Uit dat NICC onderzoek moet blijken dat het materiaal onmogelijk al een jaar in het water gelegen kan hebben. Dat bewijst men aan de hand van de corrosie op een metalen brandkoffertje en vooral op de impact van het water op papieren cheques.

In het programma gisteren bevestigde de woordvoerder van het federaal parket die stelling nog eens. Bovendien zou uit verfijnd wetenschappelijk onderzoek blijken dat die spullen maximaal 6 à 7 dagen in het water hebben kunnen liggen, wellicht slechts 24 à 48 uur.

Het woord ‘manipulatie’ viel opnieuw. Wie heeft die spullen in het water gegooid? Wie had die spullen in zijn bezit? Wist de persoon die de spullen in het water gooide dat er kort daarop op die plek zou gezocht worden? Waarom houden de speurders o.l.v. onderzoeksrechter Troch vol dat die spullen er al een jaar moesten gelegen hebben? Kortom, wie en waarom geeft iemand op een dienblad bewijzen van de Bende?

Manipulatie, manipulatie en nog eens manipulatie

Want als er gemanipuleerd is, wat is dan de bedoeling van deze manipulatie? Wordt er vanuit de onderzoekers zelf gemanipuleerd of worden zij op hun beurt gemanipuleerd door externen die hen bewust voeden met informatie?

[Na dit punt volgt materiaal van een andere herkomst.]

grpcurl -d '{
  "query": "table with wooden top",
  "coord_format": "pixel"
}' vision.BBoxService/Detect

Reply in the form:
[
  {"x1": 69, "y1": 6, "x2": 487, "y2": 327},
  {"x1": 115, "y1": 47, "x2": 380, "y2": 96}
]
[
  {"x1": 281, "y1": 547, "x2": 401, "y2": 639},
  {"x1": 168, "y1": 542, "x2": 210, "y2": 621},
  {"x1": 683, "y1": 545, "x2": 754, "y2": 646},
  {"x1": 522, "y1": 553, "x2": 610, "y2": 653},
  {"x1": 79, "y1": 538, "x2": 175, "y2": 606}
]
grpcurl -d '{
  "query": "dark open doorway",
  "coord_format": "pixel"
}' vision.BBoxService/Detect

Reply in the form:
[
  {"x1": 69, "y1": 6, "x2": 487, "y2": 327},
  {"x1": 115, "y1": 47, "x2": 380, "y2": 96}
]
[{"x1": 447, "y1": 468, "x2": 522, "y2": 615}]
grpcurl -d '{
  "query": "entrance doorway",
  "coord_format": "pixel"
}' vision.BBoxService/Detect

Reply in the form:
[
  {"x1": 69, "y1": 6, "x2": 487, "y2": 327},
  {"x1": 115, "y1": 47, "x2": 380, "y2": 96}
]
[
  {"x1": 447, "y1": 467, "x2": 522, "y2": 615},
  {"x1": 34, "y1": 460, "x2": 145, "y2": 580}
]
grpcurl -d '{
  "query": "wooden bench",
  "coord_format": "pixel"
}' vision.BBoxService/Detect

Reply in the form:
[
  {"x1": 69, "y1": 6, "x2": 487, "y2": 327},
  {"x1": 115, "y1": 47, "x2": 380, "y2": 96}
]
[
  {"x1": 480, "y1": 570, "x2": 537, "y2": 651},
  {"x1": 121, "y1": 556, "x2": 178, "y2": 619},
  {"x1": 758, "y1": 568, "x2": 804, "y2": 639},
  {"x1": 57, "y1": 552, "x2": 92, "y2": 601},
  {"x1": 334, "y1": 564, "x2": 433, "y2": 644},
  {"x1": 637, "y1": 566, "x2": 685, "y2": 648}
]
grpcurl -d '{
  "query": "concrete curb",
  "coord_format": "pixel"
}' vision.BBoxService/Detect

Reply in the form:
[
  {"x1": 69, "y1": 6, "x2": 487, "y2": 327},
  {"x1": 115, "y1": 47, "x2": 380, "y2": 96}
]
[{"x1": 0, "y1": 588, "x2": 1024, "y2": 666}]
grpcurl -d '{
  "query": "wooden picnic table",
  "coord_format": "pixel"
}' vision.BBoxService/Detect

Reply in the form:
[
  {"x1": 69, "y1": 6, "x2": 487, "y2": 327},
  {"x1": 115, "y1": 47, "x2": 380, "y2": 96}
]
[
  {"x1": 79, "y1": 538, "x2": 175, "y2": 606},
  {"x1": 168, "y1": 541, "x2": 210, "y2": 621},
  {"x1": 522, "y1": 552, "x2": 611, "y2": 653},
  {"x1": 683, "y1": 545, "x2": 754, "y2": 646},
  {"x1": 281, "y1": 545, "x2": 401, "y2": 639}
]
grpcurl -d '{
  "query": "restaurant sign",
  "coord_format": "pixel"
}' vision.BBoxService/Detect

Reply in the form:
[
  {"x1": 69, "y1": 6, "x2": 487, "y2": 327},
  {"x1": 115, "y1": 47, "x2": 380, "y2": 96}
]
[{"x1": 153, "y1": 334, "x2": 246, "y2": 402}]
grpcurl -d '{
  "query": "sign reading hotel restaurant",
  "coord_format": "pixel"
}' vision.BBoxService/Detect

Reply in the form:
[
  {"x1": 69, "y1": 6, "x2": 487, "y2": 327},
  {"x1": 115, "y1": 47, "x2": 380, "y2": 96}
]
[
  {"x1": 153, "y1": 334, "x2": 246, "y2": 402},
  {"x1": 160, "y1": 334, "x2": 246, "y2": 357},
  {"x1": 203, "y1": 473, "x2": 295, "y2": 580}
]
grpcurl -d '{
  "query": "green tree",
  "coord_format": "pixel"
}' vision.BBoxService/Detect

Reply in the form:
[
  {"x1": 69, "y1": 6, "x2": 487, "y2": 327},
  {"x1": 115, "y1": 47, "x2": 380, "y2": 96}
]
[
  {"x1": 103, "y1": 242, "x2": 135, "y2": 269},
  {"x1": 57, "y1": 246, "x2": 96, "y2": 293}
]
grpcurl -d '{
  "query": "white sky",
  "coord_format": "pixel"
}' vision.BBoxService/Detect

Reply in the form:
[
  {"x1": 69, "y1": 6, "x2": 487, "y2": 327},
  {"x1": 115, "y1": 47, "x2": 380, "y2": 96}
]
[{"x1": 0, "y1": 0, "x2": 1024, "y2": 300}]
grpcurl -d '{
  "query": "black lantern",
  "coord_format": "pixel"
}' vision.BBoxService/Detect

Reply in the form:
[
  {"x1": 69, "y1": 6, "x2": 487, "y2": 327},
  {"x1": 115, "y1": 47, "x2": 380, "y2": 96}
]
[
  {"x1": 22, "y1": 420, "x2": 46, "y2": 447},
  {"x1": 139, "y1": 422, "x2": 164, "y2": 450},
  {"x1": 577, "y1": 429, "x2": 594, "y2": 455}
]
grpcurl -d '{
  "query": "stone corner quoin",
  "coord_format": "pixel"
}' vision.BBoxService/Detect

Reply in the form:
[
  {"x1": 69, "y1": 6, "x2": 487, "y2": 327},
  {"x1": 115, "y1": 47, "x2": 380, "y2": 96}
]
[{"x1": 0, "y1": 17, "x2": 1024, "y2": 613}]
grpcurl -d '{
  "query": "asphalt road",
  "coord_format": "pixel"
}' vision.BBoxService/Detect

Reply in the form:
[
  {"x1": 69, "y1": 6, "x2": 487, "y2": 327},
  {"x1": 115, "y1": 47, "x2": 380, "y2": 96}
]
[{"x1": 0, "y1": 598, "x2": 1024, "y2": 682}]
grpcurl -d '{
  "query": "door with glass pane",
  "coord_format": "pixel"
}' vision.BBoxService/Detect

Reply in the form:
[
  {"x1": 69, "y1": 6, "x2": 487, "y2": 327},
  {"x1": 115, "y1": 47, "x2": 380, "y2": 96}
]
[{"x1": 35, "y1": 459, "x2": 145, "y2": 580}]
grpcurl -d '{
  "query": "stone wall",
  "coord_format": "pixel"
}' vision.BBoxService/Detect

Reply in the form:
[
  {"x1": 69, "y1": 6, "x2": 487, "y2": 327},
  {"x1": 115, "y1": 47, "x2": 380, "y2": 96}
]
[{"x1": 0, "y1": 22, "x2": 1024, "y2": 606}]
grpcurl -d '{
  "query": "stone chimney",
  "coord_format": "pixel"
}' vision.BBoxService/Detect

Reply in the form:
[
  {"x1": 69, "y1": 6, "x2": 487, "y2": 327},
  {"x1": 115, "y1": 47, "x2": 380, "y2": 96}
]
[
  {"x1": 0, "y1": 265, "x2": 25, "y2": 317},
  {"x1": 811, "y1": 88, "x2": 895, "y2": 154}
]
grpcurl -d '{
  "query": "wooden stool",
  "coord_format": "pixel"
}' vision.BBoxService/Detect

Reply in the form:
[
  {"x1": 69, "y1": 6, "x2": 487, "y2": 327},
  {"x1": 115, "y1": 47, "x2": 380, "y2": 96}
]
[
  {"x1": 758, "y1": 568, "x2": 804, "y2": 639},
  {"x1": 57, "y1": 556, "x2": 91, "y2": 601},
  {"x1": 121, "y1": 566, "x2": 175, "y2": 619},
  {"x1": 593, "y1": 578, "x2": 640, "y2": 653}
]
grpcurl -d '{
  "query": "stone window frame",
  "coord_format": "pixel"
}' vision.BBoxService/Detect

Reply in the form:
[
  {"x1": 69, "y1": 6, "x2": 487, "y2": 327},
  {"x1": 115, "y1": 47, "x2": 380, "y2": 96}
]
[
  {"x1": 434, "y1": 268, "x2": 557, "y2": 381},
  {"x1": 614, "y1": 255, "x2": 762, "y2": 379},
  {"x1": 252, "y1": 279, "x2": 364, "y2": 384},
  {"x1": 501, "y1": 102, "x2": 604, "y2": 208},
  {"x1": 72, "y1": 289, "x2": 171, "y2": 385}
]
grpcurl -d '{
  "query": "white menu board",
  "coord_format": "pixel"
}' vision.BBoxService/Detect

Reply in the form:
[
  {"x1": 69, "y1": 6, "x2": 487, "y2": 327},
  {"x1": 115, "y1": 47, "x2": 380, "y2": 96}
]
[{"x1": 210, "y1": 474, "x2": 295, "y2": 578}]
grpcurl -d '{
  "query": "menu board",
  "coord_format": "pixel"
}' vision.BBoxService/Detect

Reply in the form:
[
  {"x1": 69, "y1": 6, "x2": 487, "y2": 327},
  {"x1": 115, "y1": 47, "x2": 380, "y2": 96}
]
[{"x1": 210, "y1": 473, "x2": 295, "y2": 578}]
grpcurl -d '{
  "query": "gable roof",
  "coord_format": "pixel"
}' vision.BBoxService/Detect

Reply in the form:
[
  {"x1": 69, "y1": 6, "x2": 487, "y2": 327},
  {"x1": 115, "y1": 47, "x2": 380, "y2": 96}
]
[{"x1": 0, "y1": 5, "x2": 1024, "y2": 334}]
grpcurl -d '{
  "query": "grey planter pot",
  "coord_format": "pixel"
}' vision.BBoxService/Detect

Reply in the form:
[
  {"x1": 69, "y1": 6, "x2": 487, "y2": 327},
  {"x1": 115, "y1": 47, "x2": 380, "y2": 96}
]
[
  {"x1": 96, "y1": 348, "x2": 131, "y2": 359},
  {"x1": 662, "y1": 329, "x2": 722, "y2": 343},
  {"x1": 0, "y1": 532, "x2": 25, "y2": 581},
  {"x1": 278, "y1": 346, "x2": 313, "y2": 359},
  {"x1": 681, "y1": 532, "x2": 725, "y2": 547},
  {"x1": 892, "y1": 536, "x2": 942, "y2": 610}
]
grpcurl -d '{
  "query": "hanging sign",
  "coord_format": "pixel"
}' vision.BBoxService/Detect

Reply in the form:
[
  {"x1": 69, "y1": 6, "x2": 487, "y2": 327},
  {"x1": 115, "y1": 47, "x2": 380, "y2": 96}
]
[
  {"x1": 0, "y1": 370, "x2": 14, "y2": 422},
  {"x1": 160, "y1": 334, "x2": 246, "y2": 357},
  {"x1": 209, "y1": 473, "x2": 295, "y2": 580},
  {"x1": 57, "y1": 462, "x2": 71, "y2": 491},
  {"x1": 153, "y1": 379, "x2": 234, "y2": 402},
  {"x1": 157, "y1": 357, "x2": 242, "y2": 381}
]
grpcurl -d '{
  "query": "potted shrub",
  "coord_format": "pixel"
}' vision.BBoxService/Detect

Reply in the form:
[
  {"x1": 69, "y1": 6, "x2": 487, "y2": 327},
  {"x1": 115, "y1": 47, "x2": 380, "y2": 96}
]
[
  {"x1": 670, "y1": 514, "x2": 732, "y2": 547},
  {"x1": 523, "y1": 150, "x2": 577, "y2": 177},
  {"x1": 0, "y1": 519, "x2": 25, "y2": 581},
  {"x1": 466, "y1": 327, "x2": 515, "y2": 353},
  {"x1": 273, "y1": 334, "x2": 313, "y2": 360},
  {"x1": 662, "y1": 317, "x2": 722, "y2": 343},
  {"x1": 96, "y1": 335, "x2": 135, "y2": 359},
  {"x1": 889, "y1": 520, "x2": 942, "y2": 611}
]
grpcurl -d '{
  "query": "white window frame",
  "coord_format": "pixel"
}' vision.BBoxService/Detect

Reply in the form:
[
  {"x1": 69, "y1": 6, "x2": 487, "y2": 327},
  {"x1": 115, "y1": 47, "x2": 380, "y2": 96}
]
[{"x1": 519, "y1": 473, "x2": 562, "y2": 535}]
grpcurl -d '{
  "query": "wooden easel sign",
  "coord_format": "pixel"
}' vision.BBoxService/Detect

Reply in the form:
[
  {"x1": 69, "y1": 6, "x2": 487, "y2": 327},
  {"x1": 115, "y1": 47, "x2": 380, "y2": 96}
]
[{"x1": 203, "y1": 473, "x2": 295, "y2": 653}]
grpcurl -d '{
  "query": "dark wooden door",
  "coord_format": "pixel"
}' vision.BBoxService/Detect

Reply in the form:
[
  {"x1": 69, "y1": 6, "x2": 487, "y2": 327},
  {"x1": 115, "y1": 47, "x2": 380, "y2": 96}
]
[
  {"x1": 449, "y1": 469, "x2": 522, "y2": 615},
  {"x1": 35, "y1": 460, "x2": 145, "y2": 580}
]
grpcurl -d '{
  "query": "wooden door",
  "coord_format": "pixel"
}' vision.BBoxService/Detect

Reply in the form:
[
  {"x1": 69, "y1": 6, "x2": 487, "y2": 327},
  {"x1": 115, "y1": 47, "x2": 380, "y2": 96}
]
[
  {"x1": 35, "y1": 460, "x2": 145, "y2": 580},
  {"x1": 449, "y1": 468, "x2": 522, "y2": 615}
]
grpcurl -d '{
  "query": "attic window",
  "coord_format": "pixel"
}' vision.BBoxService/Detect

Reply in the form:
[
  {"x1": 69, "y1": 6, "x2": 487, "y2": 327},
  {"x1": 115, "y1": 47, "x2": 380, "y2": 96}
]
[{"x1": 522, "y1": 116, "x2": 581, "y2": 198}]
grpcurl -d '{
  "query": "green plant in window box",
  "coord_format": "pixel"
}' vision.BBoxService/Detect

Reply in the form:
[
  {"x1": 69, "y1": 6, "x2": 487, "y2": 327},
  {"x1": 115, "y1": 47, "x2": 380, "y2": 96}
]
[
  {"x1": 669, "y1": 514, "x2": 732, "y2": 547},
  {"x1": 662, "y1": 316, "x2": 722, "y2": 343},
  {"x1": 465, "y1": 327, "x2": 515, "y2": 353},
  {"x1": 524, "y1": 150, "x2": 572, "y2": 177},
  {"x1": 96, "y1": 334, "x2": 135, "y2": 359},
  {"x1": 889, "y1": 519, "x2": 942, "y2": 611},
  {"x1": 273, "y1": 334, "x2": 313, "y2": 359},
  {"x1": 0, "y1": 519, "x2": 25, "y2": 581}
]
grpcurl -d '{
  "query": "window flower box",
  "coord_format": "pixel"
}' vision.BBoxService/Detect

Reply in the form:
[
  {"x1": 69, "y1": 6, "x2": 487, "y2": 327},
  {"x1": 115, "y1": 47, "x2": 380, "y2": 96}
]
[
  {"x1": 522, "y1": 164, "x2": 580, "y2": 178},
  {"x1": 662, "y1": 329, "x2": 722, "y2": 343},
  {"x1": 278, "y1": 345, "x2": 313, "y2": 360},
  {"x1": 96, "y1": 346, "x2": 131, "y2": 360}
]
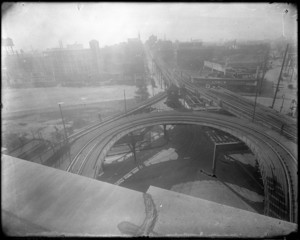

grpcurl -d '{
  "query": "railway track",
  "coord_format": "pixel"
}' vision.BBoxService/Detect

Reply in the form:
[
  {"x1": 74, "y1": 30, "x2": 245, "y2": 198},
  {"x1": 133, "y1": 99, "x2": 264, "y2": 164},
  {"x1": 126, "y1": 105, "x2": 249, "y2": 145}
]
[
  {"x1": 149, "y1": 54, "x2": 298, "y2": 143},
  {"x1": 68, "y1": 51, "x2": 298, "y2": 222},
  {"x1": 64, "y1": 112, "x2": 298, "y2": 221}
]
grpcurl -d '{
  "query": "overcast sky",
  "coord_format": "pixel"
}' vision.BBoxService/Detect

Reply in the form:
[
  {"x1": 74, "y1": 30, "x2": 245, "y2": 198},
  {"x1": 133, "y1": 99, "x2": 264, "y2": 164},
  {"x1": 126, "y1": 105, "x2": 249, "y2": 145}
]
[{"x1": 2, "y1": 3, "x2": 298, "y2": 50}]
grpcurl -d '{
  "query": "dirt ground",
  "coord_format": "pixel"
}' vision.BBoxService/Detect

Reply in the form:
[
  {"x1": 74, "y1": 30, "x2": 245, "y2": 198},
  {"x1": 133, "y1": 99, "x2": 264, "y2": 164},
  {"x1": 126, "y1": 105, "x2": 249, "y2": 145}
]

De publiek geuite beschuldigingen van manipulatie leidden in 2013 tot een onderzoek naar de onderzoekers. Alle speurders van de Cel Delta die bij de wapenvondst betrokken waren, werden niet bepaald vriendelijk ondervraagd door de collega’s in Charleroi. Het zette enorm veel kwaad bloed bij de speurders uit Dendermonde. Ze voelden zich zwaar geschoffeerd en pikten het niet dat ze als verdachten behandeld werden.

Maar los van de (klein-)menselijke kantjes van het verhaal, die deels ook terug te voeren zijn tot een heuse guerre des flics, zal het nu vooral kwestie zijn van uit te zoeken wie er aan de touwtjes van de manipulatie trekt.